JNK-induced phosphorylation of LMO7b at Ser-1295 is required for Na,K-ATPase-LMO7b interaction during hypercapnia. (A) A549-GFP-α₁ cells were transfected with LMO7b-FLAG-WT, and 48 h later cells were exposed for 15 min to either normocapnia (CT) or hypercapnia (CO₂) in the presence of SP600125 (20 μM; 30-min preincubation) or dimethyl sulfoxide (DMSO) (vehicle). Cells were lysed using a low-detergent buffer, and Na,K-ATPase-α₁ subunit was immunoprecipitated (IP) using GFP antibody. Representative WB showing Na,K-ATPase-α₁ subunit or LMO7b are shown. n = 3. (B) A549-GFP-α₁ cells were transfected with FLAG-LMO7b-WT or FLAG-LMO7b-S1295A, and 48 h later cells were exposed for 15 min to either normocapnia or hypercapnia and processed as described for panel A. n = 3.

FIG 8

Hypercapnia increases the interaction of LMO7b with endocytic proteins. (A) A549-GFP-α₁ cells were transfected with LMO7b-FLAG-WT, and 48 h later cells were exposed for 15 min to either normocapnia (CT) or hypercapnia (CO₂).
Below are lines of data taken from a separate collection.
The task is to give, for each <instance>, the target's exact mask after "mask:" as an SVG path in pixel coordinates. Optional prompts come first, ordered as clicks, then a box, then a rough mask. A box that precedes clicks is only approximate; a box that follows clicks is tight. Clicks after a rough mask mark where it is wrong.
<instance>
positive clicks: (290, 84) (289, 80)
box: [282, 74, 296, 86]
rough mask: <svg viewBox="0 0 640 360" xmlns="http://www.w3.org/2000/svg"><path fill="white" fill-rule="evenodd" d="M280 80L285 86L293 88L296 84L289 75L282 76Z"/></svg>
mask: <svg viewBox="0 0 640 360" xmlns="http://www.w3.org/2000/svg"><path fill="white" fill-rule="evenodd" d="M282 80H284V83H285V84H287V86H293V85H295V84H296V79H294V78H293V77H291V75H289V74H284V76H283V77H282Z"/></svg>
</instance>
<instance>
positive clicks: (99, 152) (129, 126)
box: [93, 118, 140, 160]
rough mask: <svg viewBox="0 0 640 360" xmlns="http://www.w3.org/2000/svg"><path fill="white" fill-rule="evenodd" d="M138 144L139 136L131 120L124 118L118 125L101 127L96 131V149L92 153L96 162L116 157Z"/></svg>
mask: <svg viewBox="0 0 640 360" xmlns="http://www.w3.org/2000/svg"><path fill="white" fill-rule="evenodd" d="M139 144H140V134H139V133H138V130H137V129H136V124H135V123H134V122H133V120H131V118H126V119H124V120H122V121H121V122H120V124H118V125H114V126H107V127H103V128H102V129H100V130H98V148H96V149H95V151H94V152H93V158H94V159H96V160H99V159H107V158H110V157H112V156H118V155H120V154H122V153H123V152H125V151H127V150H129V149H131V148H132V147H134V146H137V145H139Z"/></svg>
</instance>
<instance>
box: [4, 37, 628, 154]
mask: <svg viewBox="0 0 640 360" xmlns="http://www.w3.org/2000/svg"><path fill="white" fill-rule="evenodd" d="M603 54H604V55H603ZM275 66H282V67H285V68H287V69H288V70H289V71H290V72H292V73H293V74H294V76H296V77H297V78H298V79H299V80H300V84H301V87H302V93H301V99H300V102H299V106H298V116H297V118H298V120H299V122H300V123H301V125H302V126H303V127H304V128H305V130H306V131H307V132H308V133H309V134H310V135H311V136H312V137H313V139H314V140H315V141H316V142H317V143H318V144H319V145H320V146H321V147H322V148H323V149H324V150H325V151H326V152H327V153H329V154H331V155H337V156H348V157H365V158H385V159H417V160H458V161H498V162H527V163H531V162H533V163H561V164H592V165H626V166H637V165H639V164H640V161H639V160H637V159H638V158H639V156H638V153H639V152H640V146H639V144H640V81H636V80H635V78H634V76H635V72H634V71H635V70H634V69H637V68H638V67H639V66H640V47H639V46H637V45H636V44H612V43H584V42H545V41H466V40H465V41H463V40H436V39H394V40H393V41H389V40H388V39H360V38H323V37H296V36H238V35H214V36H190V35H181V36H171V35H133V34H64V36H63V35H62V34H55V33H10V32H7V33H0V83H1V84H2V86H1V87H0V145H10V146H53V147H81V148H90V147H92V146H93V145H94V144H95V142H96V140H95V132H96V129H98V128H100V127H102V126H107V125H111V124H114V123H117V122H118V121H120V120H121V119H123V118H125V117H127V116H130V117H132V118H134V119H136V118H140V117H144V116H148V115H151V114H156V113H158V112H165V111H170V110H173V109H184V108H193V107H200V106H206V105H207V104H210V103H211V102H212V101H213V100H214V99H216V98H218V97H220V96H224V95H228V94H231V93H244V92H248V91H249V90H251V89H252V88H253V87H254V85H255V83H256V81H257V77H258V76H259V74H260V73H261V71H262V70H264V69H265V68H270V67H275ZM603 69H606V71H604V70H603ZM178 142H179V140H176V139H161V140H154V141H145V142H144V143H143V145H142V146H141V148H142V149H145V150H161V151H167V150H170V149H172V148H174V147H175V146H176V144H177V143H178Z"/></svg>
Cells were lysed using a low-detergent buffer, and Na,K-ATPase-α₁ subunit was immunoprecipitated (IP) using GFP antibody. Representative WB showing Na,K-ATPase-α₁ subunit or LMO7b are shown. n = 3. (B) rATII cells were exposed to normocapnia or hypercapnia for 15 min. Cells were lysed as described for panel A, and LMO7b was immunoprecipitated with the LMO7b M300 antibody and processed as described in Materials and Methods. The table depicts proteins that coimmunoprecipitated with LMO7b as analyzed by nLC MS/MS. Endocytosis-related proteins are shown in boldface. n = 3.